Terminou descobrindo a razão de seu desconforto: pela primeira vez em muitos meses, alguém não a olhava como um objeto, nem como uma mulher - mas como algo que não conseguia entender, embora a definição mais próxima fosse "ele está vendo a minha alma, meus medos, minha fragilidade, minha incapacidade de lutar com um mundo que eu finjo dominar, mas do qual não sei nada".

Ridículo, continuava delirando.

- Eu gostaria que...

- Por favor, não fale - disse o homem. - Estou vendo sua luz.

Nunca ninguém lhe dissera isso. "Estou vendo seus seios duros", "estou vendo suas coxas bem torneadas", "estou vendo esta beleza exótica dos trópicos", ou, no máximo,

"estou vendo que você quer sair desta vida, por que não me dá uma chance e monto um apartamento para você". Estes eram os comentários que estava acostumada a escutar, mas...

sua luz?

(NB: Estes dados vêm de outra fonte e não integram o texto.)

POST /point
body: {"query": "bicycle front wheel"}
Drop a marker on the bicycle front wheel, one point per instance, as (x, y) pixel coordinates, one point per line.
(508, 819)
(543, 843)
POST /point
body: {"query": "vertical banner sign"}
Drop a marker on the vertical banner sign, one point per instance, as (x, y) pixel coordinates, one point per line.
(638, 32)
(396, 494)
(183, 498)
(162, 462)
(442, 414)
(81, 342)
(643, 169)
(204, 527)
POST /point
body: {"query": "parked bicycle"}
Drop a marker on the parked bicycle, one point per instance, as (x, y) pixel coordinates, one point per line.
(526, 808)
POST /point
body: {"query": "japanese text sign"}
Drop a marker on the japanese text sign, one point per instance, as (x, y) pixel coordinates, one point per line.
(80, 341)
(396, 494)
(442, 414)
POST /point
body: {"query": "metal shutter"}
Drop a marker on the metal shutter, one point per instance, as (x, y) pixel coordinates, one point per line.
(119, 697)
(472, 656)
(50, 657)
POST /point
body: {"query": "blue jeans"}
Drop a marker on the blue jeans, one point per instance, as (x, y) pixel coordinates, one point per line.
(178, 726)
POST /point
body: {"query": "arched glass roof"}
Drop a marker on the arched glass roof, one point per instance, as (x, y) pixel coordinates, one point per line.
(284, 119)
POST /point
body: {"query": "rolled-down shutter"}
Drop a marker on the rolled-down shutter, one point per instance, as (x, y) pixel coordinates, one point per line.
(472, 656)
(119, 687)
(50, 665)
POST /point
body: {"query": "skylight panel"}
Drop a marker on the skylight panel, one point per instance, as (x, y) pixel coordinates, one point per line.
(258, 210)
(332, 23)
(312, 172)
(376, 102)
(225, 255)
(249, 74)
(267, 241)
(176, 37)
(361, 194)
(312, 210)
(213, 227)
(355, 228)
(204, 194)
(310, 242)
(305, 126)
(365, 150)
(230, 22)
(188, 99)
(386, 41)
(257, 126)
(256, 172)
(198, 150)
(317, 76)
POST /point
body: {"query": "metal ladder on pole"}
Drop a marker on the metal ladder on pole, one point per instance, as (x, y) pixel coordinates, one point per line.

Será que ele estava se referindo ao entardecer?

- Sua luz pessoal - ele completou, se dando conta de que ela não entendera nada.

 

Luz pessoal. Bem, ninguém podia estar mais longe da realidade do que aquele inocente pintor, que mesmo com seus possíveis trinta anos não tinha aprendido nada da vida. Como todos sabem, as mulheres amadurecem muito mais rápido que os homens, e Maria - embora não passasse noites em claro pensando em seus conflitos filosóficos - pelo menos uma coisa sabia: não possuía aquilo que o pintor chamava de "luz" e que ela interpretava como "um brilho especial". Era uma pessoa como todas as outras, sofria sua solidão em silêncio, tentava justificar tudo que fazia, fingia ser forte quando estava muito fraca, fingia ser fraca quando se sentia forte, renunciara a qualquer paixão em nome de um trabalho perigoso, mas agora já perto do final, tinha planos para o futuro e arrependimentos no passado - e uma pessoa assim não tem nada de "brilho especial". Aquilo devia ser apenas uma maneira de mantê- la calada e satisfeita para ficar ali, imóvel, fazendo papel de boba.

"Luz pessoal. Podia ter escolhido outra coisa, como ò seu perfil é lindo'."

Como entra luz em uma casa? Se as janelas estiverem abertas. Como entra luz em uma pessoa? Se a porta do amor estiver aberta. E, definitivamente, a sua não estava. Devia ser um péssimo pintor, não entendia nada.

- Acabei - disse ele, e começou a juntar seu material.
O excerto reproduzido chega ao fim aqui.